IN THE COLDEST place in the solar system, I hesitated outside the ship for a moment. It was too dark out there. I fought an urge to stay close by the ship, by the comfortable ungainly bulk of warm metal which held the warm bright Earth inside it.
"See anything?" asked Eric.
"No, of course not. It's too hot here anyway, what with heat radiation from the ship. You remember the way they scattered away from the probe."
"Yeah. Look, you want me to hold your hand or something? Go."
I sighed and started off, with the heavy collector bouncing gently on my shoulder. I bounced too. The spikes on my boots kept me from sliding.
I walked up the side of the wide, shallow crater the ship had created by vaporizing the layered air all the way down to the water ice level. Crags rose about me, masses of frozen gas with smooth, rounded edges. They gleamed soft white where the light from my headlamp touched them. Elsewhere all was as black as eternity. Brilliant stars shone above the soft crags; but the light made no impression on the black land. The ship got smaller and darker and disappeared.
There was supposed to be life here. Nobody had even tried to guess what it might be like. Two years ago the Messenger VI probe had moved into close orbit about the planet and then landed about here, partly to find out if the cap of frozen gasses might be inflammable. In the field of view of the camera during the landing, things like shadows had wriggled across the, snow and out of the light thrown by the probe. The films had shown it beautifully. Naturally some wise ones had suggested that they were only shadows.
I'd seen the films. I knew better. There was life.

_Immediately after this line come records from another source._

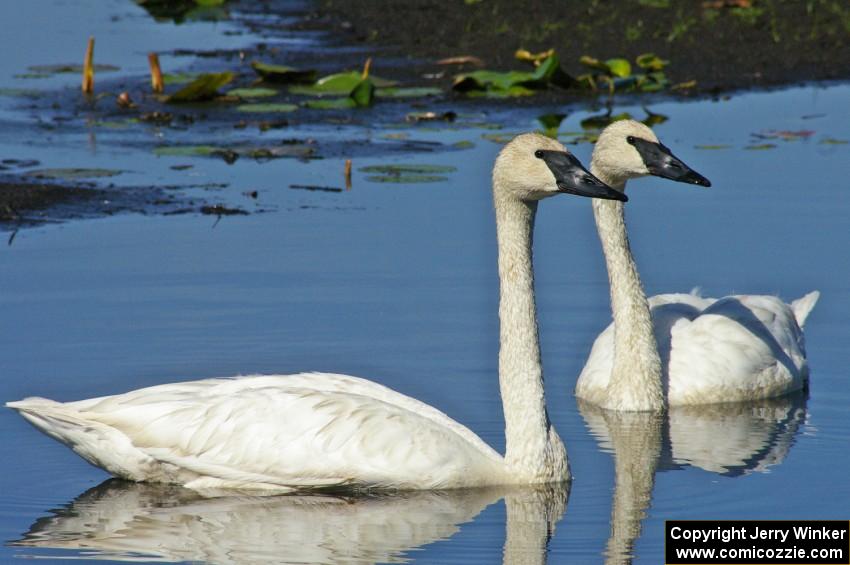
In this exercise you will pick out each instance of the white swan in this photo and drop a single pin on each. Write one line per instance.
(319, 430)
(677, 349)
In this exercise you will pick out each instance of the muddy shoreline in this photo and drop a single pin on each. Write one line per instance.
(722, 45)
(719, 47)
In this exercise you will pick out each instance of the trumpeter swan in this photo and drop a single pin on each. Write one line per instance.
(677, 349)
(319, 430)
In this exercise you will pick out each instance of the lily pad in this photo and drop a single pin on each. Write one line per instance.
(331, 104)
(72, 173)
(185, 150)
(408, 169)
(619, 67)
(408, 92)
(179, 78)
(70, 68)
(266, 108)
(501, 138)
(651, 62)
(283, 74)
(406, 178)
(510, 83)
(252, 92)
(205, 87)
(551, 123)
(338, 84)
(363, 93)
(21, 92)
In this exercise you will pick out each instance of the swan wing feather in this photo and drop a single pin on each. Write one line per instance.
(277, 431)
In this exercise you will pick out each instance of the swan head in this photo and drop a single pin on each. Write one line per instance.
(532, 167)
(628, 149)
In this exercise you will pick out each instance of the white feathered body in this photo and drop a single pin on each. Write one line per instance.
(731, 349)
(285, 432)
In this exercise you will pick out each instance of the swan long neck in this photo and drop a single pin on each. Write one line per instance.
(533, 450)
(635, 382)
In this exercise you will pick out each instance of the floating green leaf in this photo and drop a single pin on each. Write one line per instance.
(283, 74)
(511, 83)
(399, 169)
(185, 150)
(600, 121)
(338, 84)
(266, 108)
(72, 69)
(551, 123)
(179, 78)
(363, 93)
(72, 173)
(651, 62)
(330, 104)
(406, 178)
(619, 67)
(21, 92)
(205, 87)
(252, 92)
(498, 137)
(408, 92)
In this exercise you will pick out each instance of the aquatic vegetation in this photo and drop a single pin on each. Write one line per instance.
(252, 92)
(68, 174)
(616, 74)
(204, 87)
(514, 83)
(283, 74)
(407, 173)
(266, 108)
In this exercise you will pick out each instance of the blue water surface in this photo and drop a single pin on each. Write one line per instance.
(397, 283)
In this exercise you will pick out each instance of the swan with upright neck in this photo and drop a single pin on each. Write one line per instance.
(680, 349)
(314, 430)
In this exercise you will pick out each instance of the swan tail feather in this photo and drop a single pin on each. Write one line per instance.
(802, 307)
(96, 442)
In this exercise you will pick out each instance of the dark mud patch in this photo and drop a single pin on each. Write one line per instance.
(24, 203)
(726, 45)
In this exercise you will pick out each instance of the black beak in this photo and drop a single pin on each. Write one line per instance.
(573, 178)
(662, 163)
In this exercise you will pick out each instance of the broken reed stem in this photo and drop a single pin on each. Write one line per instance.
(88, 68)
(156, 73)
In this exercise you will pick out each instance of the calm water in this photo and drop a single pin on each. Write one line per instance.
(398, 283)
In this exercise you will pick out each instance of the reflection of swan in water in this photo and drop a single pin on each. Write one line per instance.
(125, 521)
(729, 439)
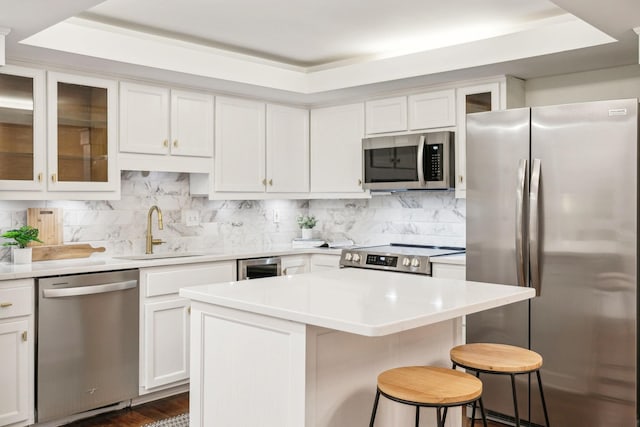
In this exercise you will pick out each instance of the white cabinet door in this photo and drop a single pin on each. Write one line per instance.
(239, 145)
(191, 124)
(387, 115)
(144, 119)
(166, 341)
(336, 149)
(432, 110)
(22, 131)
(82, 132)
(14, 372)
(287, 149)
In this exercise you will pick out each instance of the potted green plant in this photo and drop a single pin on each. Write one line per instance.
(21, 253)
(306, 224)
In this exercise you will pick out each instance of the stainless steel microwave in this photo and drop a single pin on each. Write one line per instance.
(409, 162)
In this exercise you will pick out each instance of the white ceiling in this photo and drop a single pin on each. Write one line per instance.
(316, 50)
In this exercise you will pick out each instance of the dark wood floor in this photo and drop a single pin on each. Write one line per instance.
(139, 415)
(160, 409)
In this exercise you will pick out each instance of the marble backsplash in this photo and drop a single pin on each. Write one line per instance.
(120, 225)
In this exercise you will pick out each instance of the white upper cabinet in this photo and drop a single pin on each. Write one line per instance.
(144, 119)
(506, 92)
(191, 124)
(171, 123)
(386, 115)
(287, 149)
(336, 149)
(22, 131)
(82, 132)
(432, 110)
(240, 145)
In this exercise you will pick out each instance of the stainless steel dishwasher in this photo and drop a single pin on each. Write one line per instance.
(87, 345)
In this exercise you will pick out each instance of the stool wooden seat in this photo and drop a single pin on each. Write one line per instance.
(428, 386)
(501, 359)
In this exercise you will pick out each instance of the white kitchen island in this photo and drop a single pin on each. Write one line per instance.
(305, 350)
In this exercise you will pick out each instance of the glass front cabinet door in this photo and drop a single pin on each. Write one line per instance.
(22, 131)
(81, 134)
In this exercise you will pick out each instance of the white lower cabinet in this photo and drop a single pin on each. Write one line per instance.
(16, 353)
(164, 320)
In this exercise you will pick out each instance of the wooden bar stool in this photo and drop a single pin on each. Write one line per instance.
(501, 359)
(429, 386)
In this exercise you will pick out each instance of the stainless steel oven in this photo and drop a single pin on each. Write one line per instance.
(409, 162)
(255, 268)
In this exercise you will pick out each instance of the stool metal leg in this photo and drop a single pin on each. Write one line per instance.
(544, 405)
(484, 416)
(375, 408)
(515, 399)
(440, 420)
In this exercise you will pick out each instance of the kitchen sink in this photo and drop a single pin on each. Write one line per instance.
(159, 256)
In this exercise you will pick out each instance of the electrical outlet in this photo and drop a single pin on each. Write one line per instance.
(190, 217)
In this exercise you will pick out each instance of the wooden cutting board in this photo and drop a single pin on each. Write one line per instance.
(48, 221)
(49, 252)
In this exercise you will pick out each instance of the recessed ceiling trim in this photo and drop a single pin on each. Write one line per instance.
(106, 41)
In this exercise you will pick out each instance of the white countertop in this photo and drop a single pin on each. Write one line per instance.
(95, 264)
(359, 301)
(457, 259)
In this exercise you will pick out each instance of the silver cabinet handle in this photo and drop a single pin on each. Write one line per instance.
(89, 290)
(520, 201)
(534, 227)
(421, 160)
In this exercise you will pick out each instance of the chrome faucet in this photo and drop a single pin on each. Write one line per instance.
(150, 240)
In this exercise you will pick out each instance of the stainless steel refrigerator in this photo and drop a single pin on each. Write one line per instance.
(552, 204)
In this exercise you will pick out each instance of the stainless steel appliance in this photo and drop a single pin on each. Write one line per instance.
(87, 346)
(409, 162)
(552, 204)
(256, 268)
(395, 257)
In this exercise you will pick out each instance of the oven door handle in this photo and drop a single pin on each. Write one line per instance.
(423, 140)
(89, 290)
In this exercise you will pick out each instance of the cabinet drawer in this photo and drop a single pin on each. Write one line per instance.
(168, 280)
(15, 302)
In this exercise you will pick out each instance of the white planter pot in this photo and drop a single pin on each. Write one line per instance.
(307, 233)
(21, 255)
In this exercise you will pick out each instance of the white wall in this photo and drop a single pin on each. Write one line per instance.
(611, 83)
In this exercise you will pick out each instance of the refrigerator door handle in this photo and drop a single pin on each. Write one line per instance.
(520, 200)
(423, 141)
(534, 224)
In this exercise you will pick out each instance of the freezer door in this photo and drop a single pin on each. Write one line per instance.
(584, 322)
(497, 194)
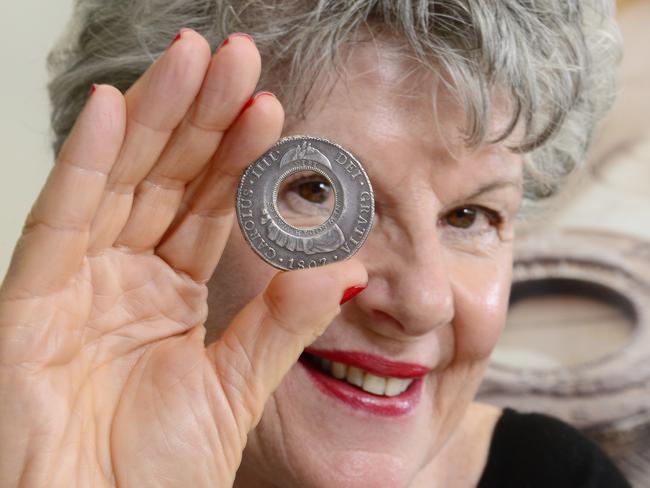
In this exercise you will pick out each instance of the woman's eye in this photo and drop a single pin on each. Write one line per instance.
(305, 196)
(314, 191)
(476, 218)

Something alive, that hated light Something out there in the dark. Something huge... "Eric, you there?"
"Where would I go?" he mocked me.
"Well," said I, "if I watched every word I spoke I'd never get anything said." All the same, I had been tactless. Eric had had a bad accident once, very bad. He wouldn't be going anywhere unless the ship went along.
"Touchщ," said Eric.
"Are you getting much heat leakage from your suit?"